The equation I saw was this:

Q=1/2pv^2.

p= Air density

V= velocity.

Here\'s the problem, though. I don\'t know what the air density is on Kerbin, and it decreases as we raise in altitude... How in the world do you calculate something like this?

[Menelmacar]

I\'ve wondered about this - I read a thread a while ago discussing it and they\'d decided it\'d be very dense, by working out drag losses. Although maybe that was when the atmosphere just stopped at 35k. However if we do get info on the air density this will mean 1)Kerbals will have low voices (if get voices/have similar vocal systems to human ones) 2) The speed of sound will be higher (I\'d love this defined, maybe we\'d get some sonic booms) - I struggle to go much faster than Mach 2 with a jet at the moment so it could provide more of a challenge.

[PakledHostage]

Here\'s the problem, though. I don\'t know what the air density is on Kerbin, and it decreases as we raise in altitude... How in the world do you calculate something like this?
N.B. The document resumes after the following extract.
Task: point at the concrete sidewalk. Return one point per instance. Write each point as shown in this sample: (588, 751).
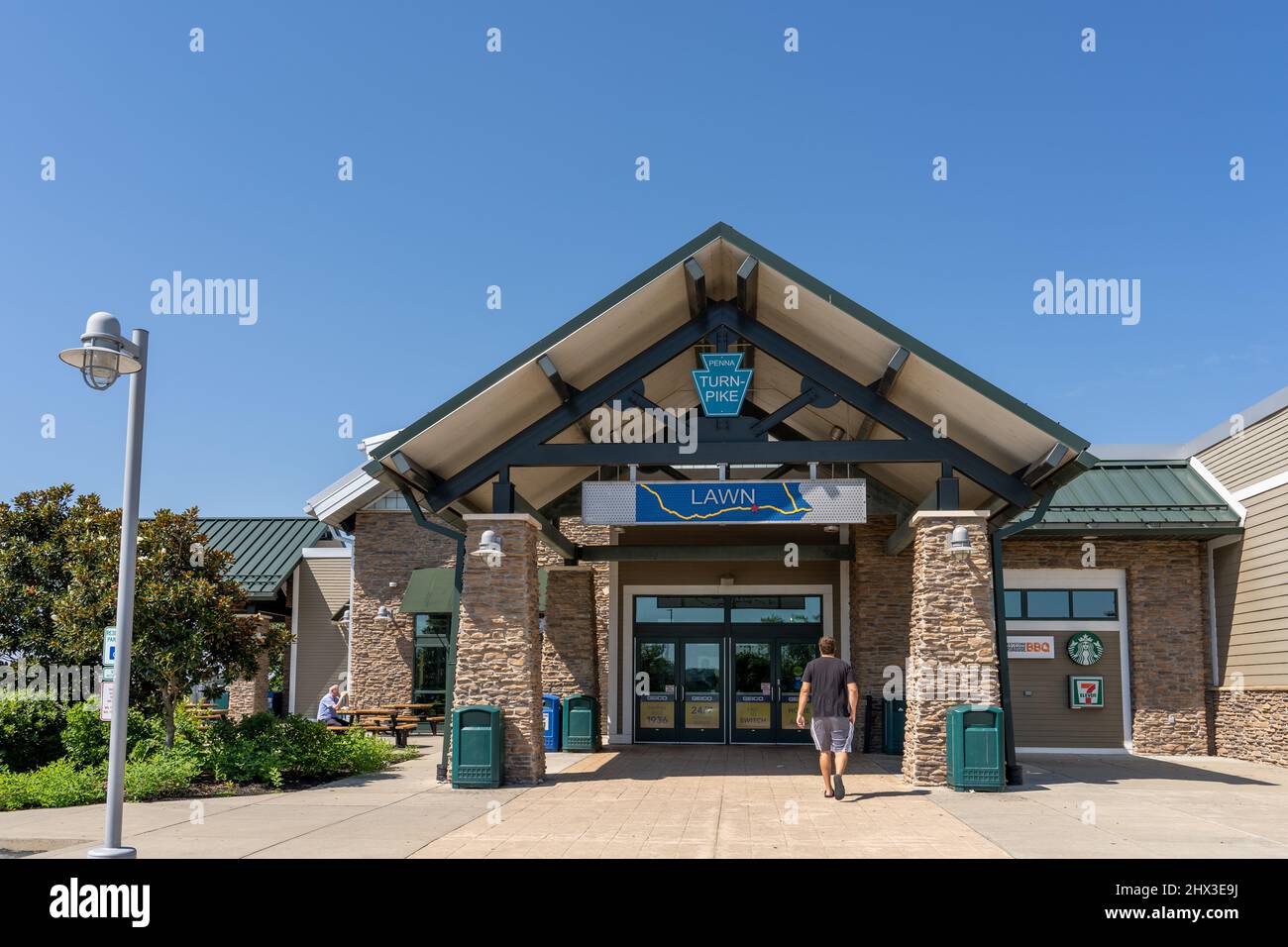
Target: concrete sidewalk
(712, 801)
Here\'s a plot that might help:

It was created by launching a rocket sonde to 80km, recording temperature, pressure and density along the way using a sensor plugin. Specifically:

dAtmosphericPressure = FlightGlobals.getStaticPressure();

dAtmophericDensity = FlightGlobals.getAtmDensity(dAtmosphericPressure);

dExternalTemperature = vessel.flightIntegrator.getExternalTemperature();

Density is 1.2 x e ^(alt/-5000)

Pressure is 1.0 x e ^(alt/-5000)

The complicating factor is that the aerodynamic drag model in the game doesn\'t use \'q\' in the normal way. The game\'s drag equation has an extraneous mass term and there also seems to be an extra density scaling factor of 0.0008 that gets applied to the density equation I\'ve quoted above. Check out the Mini Challenge: Max Altitude with this supplied spacecraft challenge and the Kerbal Science: The atmosphere of Kerbin thread for details.

People like Closette, Kosmo-not and The_Duck seem to be the authorities on this.

[closette]

The drag force on each part of your craft is given by F_Drag = ¹/₂maximum_drag x mass x density x speed²

where the density as a function of height in this equation is given by 1.223125 x 0.008 x Exp[-height/5000 meters], as described by PakledHostage above.

and the total drag is just the sum of the drag forces on all parts.

For the Goddard challenge rocket flown at close to optimal ascent speed, by modeling the forces I found that 'max Q' occurred during the initial ascent phase at only ~ 250 m altitude, and decreased slowly from there. That would be approximately true for any rocket ascending vertically at a fuel optimal speed.

Model flight profile and .craft file attached if you are interested, and I have reposted a graph of drag and velocity vs. altitude for the close-to-optimal ascent profile and unpowered fall back to Kerbin.

Please take a look at the ascent profile, which would be similar in shape for most spacecraft up to 18km. After the initial boost at 100% throttle, the combined effects of (1) decreasing mass and (2) especially the rapidly decreasing density with altitude, more than compensate for the increasing velocity-squared term in the drag equation, so that the total drag force decreases smoothly all the way to MECO.

On the fall back down to Kerbin\'s surface (here from 34500 m, but similar for re-entry from orbit) most of us have seen the rapid deceleration that occurs around 8-10 km altitude due to the exponentially thickening atmosphere.